Geostatistics is a big topic, and I will not dive too much into it here. These topics are visited: Kriging, point pattern analysis, autocorrelation analysis, and spatial statistical modeling.

Kriging

Different from the deterministic interpolation introduced above, geostatistical interpolation such as Kriging interpolation can determine the size/orientation/shape of the neighborhood and evaluate the errors associated with the interpolated values. Variograms or semivariograms are important tools used in Kriging interpolation as the reference of the size of the neighborhood by plotting the semivariance as a function of the lag distances. Specifically, the semivariance is simply half of the variance, expressing the degree of relationship between points on the surface. Lag distance is the constant space on which semivariance is measured. On a typical semivariogram, a nugget is the semivariance value when the lag distance is zero, the range is the distance range over which the regionalized variable has auto-correlation, and above which the autocorrelation is not met. This range value can be referred to as the maximum neighborhood in the Kriging interpolation, and the semivariance above this value becomes stable and roughly equal to the variance of the surface. This particular semivariance value above range is called sill. Regarding regionalized variables, there are some common assumptions. Stationarity assumes that the correlation between the value of a regionalized variable at a certain location and the value at another location is independent of their spatial locations. The intrinsic stationarity assumes that the variance between the value of a regionalized variable at a certain location and the value at another location is the same when these two locations have the same distance and direction. Second-order stationarity assumes that the covariance between the value of a regionalized variable at a certain location and the value at another location is the same when these two locations are at the same distance. If the regionalized variable meets the stationary assumption, the lag distance will be viewed as a scalar when generating semivariograms, which means the lag distance can be measured among all possible directions. If the regionalized variable does not meet the stationary assumption, namely has the anisotropy characteristic, then the lag distance will be viewed as a vector rather than a scaler. In this case, the directions among locations can be discretized into bins and the variograms are estimated separately for each direction class.

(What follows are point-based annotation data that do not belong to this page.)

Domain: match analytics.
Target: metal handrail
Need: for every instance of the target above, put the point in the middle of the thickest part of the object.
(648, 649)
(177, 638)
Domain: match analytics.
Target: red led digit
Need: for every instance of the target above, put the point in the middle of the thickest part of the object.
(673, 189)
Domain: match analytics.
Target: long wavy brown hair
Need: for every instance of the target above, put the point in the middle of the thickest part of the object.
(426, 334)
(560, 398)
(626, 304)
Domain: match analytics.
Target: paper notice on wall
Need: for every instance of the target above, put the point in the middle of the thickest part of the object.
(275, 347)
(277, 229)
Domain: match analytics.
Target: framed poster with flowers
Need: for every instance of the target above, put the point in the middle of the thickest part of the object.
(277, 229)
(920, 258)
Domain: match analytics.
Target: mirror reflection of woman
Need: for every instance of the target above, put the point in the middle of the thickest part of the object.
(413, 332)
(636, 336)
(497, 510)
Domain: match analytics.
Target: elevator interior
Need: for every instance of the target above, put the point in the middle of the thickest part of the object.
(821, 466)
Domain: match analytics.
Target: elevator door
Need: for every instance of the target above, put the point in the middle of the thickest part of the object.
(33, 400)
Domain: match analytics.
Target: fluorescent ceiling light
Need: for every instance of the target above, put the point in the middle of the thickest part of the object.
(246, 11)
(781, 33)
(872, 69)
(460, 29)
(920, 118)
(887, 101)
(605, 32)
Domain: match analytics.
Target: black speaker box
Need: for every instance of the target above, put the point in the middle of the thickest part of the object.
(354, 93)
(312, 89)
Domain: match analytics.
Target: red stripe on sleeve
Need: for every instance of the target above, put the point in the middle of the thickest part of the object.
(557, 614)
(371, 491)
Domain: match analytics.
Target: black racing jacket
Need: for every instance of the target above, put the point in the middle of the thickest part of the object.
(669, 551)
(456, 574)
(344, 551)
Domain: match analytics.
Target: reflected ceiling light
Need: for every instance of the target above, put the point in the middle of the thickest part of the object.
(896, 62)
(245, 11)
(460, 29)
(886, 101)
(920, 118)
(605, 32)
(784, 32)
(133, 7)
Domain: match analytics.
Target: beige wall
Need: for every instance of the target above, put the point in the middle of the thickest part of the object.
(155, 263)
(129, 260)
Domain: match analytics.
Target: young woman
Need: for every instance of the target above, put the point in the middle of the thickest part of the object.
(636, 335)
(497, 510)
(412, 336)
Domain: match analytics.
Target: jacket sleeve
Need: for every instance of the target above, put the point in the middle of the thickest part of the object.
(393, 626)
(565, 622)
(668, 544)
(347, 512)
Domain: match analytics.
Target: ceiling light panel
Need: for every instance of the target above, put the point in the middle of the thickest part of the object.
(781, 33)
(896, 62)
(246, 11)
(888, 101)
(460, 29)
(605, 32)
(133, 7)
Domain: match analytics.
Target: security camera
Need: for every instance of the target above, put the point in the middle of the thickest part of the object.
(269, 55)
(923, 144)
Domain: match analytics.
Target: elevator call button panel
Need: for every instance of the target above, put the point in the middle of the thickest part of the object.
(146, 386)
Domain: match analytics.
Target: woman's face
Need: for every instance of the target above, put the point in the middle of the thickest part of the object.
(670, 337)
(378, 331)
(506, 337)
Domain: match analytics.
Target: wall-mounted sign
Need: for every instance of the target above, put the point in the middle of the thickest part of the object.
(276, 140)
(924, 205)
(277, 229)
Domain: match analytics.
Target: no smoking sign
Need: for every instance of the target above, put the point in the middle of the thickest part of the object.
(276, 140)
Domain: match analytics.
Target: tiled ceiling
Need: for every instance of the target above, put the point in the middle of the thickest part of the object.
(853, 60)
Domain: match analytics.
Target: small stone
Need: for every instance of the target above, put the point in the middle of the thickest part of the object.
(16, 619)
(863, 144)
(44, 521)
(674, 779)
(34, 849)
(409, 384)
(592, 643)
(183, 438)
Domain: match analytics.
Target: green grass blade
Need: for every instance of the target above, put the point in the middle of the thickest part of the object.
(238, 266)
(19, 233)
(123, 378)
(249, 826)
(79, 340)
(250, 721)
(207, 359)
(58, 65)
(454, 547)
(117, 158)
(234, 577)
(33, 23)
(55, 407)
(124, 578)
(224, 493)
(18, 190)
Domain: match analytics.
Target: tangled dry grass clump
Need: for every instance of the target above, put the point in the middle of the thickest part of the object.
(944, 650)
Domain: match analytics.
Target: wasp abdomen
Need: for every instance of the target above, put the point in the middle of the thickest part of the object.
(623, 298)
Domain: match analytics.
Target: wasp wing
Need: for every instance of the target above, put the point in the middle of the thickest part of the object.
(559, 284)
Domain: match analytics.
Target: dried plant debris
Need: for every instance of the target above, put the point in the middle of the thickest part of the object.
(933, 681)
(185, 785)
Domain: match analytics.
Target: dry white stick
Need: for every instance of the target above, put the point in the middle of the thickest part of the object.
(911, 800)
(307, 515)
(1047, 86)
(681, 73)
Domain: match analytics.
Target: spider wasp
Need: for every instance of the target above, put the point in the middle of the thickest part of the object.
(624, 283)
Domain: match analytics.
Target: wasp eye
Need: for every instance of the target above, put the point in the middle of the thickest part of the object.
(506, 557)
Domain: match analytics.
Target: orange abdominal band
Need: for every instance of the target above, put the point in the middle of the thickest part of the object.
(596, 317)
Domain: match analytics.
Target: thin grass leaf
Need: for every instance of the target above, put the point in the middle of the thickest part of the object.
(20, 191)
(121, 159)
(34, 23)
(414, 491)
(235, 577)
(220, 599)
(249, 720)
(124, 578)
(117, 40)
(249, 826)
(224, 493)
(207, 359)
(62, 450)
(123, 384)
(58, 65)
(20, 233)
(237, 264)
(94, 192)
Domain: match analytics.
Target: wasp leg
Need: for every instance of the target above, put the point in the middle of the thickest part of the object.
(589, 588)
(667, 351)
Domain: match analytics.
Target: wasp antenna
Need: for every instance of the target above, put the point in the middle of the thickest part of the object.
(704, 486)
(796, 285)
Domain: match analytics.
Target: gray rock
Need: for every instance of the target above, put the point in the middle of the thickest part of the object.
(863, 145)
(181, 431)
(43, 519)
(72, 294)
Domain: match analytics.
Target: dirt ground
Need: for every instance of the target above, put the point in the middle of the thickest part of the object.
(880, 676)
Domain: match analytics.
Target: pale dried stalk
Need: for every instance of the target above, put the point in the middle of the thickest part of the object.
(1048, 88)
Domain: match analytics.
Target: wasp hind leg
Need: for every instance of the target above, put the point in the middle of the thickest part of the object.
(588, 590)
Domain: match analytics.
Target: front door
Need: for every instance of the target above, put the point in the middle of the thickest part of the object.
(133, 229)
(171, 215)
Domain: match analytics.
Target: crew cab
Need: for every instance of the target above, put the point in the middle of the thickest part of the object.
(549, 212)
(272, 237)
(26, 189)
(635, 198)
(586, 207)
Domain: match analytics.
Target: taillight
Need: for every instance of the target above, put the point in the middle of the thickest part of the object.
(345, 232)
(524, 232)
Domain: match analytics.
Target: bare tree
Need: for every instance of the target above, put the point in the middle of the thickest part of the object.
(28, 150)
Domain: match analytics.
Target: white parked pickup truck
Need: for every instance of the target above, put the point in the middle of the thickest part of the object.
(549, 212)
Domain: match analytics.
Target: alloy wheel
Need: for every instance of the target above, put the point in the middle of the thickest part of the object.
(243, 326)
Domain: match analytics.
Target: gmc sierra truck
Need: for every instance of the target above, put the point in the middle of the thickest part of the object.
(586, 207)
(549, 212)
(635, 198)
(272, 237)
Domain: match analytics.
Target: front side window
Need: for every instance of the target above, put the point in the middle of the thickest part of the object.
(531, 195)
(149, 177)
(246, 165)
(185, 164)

Kriging interpolation generally follows the steps: 1) determine the experimental covariance function by measured elevation at the reference points, 2) choose a model covariance function to resemble the experimental covariance function (e.g., exponential model, Gaussian model, and spherical model), 3) determine parameters in the model covariance function using the least square adjustment, and 4) determine the interpolated elevation and its quality. There a couple of different Kriging interpolations, including simple Kriging, ordinary Kriging, Block Kriging, Point Kriging, and Universal Kriging. Among these, simple Kriging interpolation generates the best linear estimate of the elevation. This approach is used when the trend is completely known (that is, all parameters and covariates known). Ordinary Kriging or punctual Kriging generates the best linear unbiased estimate of the elevation. This method assumes stationarity and treats trend as a simple constant. In this case, local means are not necessarily closely related to the population mean so only the samples in the local neighborhood are used for the estimate. Two variants of the ordinary Kriging namely block Kriging and point Kriging estimate the value of a block or a point from a set of nearby sample values, respectively. Universal Kriging is used in the scenario when regression coefficients are unknown, and no stationary is assumed. In this case, the regionalized variable can be viewed as the drift surface plus a residual surface. Universal Kriging interpolation follows three general steps: 1) achieving stationarity by estimating and removing the drift, 2) Kriging the stationary residuals, and 3) combining the estimated residuals with the drift to obtain estimates of the actual surface. In short, geostatistical interpolation has the advantages of smoothing, declustering, anisotropy, and precision. Smoothing means that Kriging estimates are based on the proportion of total sample variance accounted for by random noise. Declustering means the weight assigned to a point is lowered if its information is duplicated by nearby highly correlated points. Anisotropy means that Kriging can account for directions of correlation, and more weights are greater for samples in the direction with higher correlation. Lastly, precision means that Kriging can compute the most precise estimates possible from the measured sample points.

Point pattern analysis

Point pattern analyses can indicate how individuals locate with regard to each other by testing the complete spatial randomness null hypothesis. Statistics proposed to test spatial point patterns include Pielou’s, Clark and Evan’s, Pollard’s, Johnson and Zimmer’s, and Eberhardt’s statistics.

Auto-correlation analysis

The auto-correlation analysis includes global auto-correlation tests and local auto-correlation tests. Common statistics used for global auto-correlation tests are global Moran’s I, global Geary’s C, and Ripley’s k. Common statistics used for local auto-correlation tests are local Moran’s I, local Geary’s C, and Getis-Ord Gi* statistics. This can be used to test the hot spots and cold spots along with their confidential level.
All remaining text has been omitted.